For the first time in its 13-year history, The Broad Prize for Urban Education Award goes to two public school districts.
Georgia’s Gwinnett County Public Schools and Florida’s Orange County Public Schools walked away as co-winner of the Eli and Edythe Broad Foundation 2014 Award. This year the $1 million prize will be split and each district will receive $500,000 in college scholarships for their high school seniors.
The districts learned of their dual honor during a Monday afternoon presentation in New York that included U.S. Secretary of Education Arne Duncan, philanthropists Eli and Edythe Broad and Rt. Hon. Tony Blair, former prime minister of the United Kingdom of Great Britain and Northern Ireland.
The Broad Prize is an annual award that honors large urban school districts that are successfully demonstrating overall student performance and improvement while reducing achievement gaps among low-income students and students of color. Every year 75 of the national’s largest urban school district are automatically eligible for the award.
There really was no tie breaker when it came down to performance versus improvement. Of the prestigious nine member selection committee, former Pennsylvania Gov. Edward G. Rendell, explained the decision to name co-winners this year.
“We were impressed with Gwinnett County’s steady, sustainable gains and with Orange County’s urgency and commitment to improve student achievement quickly. In the end, we decided that both finalists deserved to win the 2014 Broad Prize,” said Rendell.
Judges for this year’s award included two former U.S. secretaries of education, a former senator and two former governors.
For Gwinnett County Public Schools this is the second Broad Prize win with the first one occurring in 2010, and a finalist position in 2009. Gwinnett’s prize winnings now total $1.75 million in college scholarships for its students.
Both school districts have made strides in student academic performance and college readiness. Gwinnett County high school seniors had the highest SAT participation rate among the 75 Broad Prize-eligible districts. In 2013, 88 percent of all Gwinnett County seniors took the SAT, including 90 percent of black seniors and 70 percent of Hispanic seniors. That compares to an average participation rate of 43 percent for black students and 40 percent for Hispanic students among all eligible districts.
In Orange County, between 2011 and 2013, participation rates and average scores on Advanced Placement exams increased for all juniors and seniors overall and notably for Hispanic students.
Below are specific statistics illustrating why these two school districts are deserving of the 2014 Broad Prize Award.

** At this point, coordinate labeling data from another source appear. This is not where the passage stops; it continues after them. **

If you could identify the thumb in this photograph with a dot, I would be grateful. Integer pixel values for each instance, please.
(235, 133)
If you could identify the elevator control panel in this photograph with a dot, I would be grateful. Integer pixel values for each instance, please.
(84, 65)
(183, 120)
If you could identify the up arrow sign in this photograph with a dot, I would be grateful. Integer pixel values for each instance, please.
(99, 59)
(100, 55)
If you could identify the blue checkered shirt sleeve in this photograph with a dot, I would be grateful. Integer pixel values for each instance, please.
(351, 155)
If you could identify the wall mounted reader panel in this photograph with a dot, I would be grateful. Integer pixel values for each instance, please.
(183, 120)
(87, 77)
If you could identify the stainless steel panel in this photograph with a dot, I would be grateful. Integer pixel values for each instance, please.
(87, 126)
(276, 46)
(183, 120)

- In 2013, Gwinnett ranked among the top 20 percent of districts statewide for the percentage of low-income students at all education levels (elementary, middle and high school) performing at the highest achievement level in reading, math and science. For example, 33 percent of Gwinnett’s low-income middle school students reached the advanced academic level on the state math assessment compared with 19 percent of low-income middle school students in the rest of the state.
- In 2013, Gwinnett County ranked among the top 10 percent of districts statewide for the percentage of black students at all education levels who performed at the highest achievement level on state-mandated tests in reading, math and science. For example, 40 percent of Gwinnett County’s black elementary school students reached the advanced academic level on the state science assessment, compared with 20 percent of black elementary school students in the rest of the state.
- In recent years, Orange County was more successful than at least 80 percent of Florida districts at raising the percentage of low-income middle school students who performed at the highest achievement levels on state tests in reading and math. For example, between 2011 and 2013, the percentage of low-income students performing at the highest achievement level rose 6 percentage points in middle school reading compared to only 1 percent for students in the rest of Florida.
- tThe achievement gap between Hispanic students in Orange County and white students in the rest of Florida narrowed in elementary, middle and high school reading and science and in elementary and high school math. The gap between Orange County’s low-income students and higher-income students elsewhere in Florida narrowed in elementary, middle and high school reading and math, and in elementary and middle school science.
The two winning school districts this year share remarkably similar demographics. Gwinnett County Public Schools, the largest school district in Georgia serves 169,150 students; Orange County has 187,193 students. Both districts’ student populations are fairly evenly divided across ethnic cities and income levels. Gwinnett has 58 percent black or Hispanic students and 55 percent low-income students and Orange has 63 percent black or Hispanic students and 60 percent low-income students.